Protect Your SMS Budget from Carrier Filtering
There are no guaranteed ways to completely avoid filters. However, to help protect our customer’s SMS marketing budget, MessageWhiz offers a risk-free revenue share pricing model, where you only pay when you’ve achieved your desired campaign results. That way, you won’t pay to send out messages that carriers filtered out.
This approach gives businesses confidence that every dollar invested in SMS is working toward measurable outcomes, instead of disappearing into messages that carriers decide not to deliver.
Talk to our experts to find out how the MessageWhiz text messaging service for business can help you get your messages into your customers’ hands.
Frequently Asked Questions About SMS Carrier Filtering
What is SMS carrier filtering?
It’s the process mobile networks use to block or delay SMS messages they believe might be spam, fraudulent, or out of compliance with regulations.
Can I whitelist my number so all messages go through?
No. Carriers don’t allow senders to bypass filters. The only way to improve deliverability is by following best practices and staying compliant.

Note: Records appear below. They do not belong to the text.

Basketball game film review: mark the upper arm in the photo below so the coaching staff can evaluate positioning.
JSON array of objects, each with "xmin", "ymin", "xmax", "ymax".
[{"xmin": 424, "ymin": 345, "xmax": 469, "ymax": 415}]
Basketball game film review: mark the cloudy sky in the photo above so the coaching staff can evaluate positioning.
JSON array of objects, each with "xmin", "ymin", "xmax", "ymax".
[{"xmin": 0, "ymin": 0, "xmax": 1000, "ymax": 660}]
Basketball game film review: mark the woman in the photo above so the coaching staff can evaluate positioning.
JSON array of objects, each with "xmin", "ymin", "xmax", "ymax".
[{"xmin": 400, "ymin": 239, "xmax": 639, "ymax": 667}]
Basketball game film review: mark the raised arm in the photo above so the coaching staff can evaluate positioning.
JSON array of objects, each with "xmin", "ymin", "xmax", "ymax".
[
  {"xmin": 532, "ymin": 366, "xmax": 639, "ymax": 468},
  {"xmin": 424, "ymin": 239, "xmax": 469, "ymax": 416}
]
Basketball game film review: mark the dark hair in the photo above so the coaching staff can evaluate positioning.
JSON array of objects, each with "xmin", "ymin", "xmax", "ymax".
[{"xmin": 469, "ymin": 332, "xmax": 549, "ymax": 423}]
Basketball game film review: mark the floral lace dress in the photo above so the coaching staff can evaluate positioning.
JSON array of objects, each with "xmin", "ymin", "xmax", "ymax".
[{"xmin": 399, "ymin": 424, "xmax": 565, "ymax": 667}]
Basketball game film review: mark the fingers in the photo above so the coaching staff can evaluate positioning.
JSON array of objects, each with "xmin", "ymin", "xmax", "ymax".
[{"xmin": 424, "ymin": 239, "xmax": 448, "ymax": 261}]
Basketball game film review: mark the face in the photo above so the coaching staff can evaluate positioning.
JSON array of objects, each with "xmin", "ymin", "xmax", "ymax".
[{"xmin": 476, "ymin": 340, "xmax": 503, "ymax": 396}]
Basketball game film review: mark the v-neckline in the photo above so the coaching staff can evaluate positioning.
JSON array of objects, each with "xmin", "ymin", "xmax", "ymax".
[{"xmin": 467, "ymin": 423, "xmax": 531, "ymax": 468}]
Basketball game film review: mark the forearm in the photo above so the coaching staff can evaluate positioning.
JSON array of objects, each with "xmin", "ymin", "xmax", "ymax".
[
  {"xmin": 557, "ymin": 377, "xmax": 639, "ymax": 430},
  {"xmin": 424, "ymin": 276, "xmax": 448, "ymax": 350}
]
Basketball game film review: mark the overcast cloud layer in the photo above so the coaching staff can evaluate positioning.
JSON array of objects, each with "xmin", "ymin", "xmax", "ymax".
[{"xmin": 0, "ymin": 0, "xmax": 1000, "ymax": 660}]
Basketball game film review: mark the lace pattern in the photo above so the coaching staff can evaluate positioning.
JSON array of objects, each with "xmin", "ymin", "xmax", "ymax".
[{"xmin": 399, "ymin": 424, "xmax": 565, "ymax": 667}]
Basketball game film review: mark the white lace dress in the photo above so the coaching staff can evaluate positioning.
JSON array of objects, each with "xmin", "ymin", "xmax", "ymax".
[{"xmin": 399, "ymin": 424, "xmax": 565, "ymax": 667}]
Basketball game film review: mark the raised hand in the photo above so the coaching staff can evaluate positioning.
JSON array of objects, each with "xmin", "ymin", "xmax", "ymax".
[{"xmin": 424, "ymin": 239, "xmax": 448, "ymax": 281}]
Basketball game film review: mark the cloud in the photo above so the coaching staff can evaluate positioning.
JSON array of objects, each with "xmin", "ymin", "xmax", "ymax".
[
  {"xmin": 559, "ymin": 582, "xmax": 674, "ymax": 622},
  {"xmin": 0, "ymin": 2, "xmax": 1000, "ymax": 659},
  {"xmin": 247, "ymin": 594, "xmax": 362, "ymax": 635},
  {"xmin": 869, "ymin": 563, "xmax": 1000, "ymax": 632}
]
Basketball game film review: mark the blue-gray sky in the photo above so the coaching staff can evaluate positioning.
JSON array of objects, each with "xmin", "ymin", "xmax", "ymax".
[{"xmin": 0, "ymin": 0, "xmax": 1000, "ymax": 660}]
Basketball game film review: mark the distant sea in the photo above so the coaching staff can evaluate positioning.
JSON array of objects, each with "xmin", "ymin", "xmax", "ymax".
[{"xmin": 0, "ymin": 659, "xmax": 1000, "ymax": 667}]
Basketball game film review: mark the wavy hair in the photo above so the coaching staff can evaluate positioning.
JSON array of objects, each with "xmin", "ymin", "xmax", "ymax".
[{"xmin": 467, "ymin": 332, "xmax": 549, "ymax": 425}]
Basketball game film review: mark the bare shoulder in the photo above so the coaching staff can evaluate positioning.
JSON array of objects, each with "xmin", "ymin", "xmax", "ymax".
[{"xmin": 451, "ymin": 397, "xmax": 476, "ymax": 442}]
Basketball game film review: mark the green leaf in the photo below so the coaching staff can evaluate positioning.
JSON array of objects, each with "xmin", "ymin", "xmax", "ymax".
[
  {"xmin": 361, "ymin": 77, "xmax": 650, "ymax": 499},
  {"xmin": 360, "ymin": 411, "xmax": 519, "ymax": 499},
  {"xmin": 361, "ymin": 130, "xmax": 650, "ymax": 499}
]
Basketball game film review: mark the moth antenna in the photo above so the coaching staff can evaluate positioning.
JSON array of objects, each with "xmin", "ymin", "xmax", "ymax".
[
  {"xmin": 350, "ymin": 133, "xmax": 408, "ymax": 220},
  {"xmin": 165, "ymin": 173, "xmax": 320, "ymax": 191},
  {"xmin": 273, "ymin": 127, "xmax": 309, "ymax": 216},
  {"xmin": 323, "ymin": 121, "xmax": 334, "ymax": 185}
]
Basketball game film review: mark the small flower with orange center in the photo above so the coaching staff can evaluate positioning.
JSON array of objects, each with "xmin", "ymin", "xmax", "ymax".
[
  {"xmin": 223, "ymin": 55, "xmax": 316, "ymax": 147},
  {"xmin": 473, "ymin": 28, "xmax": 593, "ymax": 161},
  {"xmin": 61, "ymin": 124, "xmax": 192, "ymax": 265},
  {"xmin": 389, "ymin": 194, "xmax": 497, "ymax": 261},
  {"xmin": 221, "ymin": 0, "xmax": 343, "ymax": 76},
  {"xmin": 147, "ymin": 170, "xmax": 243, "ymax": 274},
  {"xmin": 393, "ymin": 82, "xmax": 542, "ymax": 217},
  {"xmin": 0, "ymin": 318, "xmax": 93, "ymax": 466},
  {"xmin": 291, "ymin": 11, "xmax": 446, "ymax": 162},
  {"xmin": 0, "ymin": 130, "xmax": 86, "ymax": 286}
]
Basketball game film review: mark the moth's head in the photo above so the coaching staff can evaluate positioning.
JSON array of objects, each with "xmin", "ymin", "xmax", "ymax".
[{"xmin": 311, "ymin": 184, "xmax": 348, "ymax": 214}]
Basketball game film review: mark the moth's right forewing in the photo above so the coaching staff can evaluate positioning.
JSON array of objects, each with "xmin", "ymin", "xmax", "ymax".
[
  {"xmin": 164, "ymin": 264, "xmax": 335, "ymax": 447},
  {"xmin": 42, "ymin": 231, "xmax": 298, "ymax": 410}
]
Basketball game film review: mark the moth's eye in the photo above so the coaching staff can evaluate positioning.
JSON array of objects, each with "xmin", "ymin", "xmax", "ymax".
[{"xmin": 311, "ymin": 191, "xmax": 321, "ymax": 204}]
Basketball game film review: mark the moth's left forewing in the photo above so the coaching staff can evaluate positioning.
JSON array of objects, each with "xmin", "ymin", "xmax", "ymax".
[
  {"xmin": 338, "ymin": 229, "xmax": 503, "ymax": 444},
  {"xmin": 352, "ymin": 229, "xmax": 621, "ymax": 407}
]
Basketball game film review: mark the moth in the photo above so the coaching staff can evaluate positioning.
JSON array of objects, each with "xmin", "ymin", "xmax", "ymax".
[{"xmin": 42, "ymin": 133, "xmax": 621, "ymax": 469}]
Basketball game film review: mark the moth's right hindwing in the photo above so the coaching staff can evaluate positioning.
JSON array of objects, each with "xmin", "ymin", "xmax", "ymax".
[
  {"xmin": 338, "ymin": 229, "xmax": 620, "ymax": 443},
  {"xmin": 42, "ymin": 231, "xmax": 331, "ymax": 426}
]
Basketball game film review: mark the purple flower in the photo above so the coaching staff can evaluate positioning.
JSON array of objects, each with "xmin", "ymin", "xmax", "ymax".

Is filtering only a U.S. issue?
Filtering happens worldwide. Each carrier enforces the laws and policies of the country where the message is being delivered.
Why do legitimate messages sometimes get blocked?
Messages can be flagged for reasons like overly aggressive content, sudden spikes in sending volume, high opt-out rates, or unregistered sender IDs.
Does registering with 10DLC or using a short code solve the problem?
Registration is critical and increases trust with carriers, but it’s not a guarantee. Good list hygiene, pacing, and message quality are still essential.
Which sender option should my business use?
Short codes are ideal for large-scale campaigns, 10DLC works well for business messaging, and verified toll-free numbers are a good choice for customer service and notifications.
How can I warm up a new sender ID?
Begin with small volumes, gradually increase over time, and start by sending to your most engaged contacts. This builds trust with carriers.
What should every SMS include to avoid filtering?
Clearly identify your brand, write in a natural tone, keep the message concise, limit to one link, and always provide a simple opt-out like “Reply STOP.”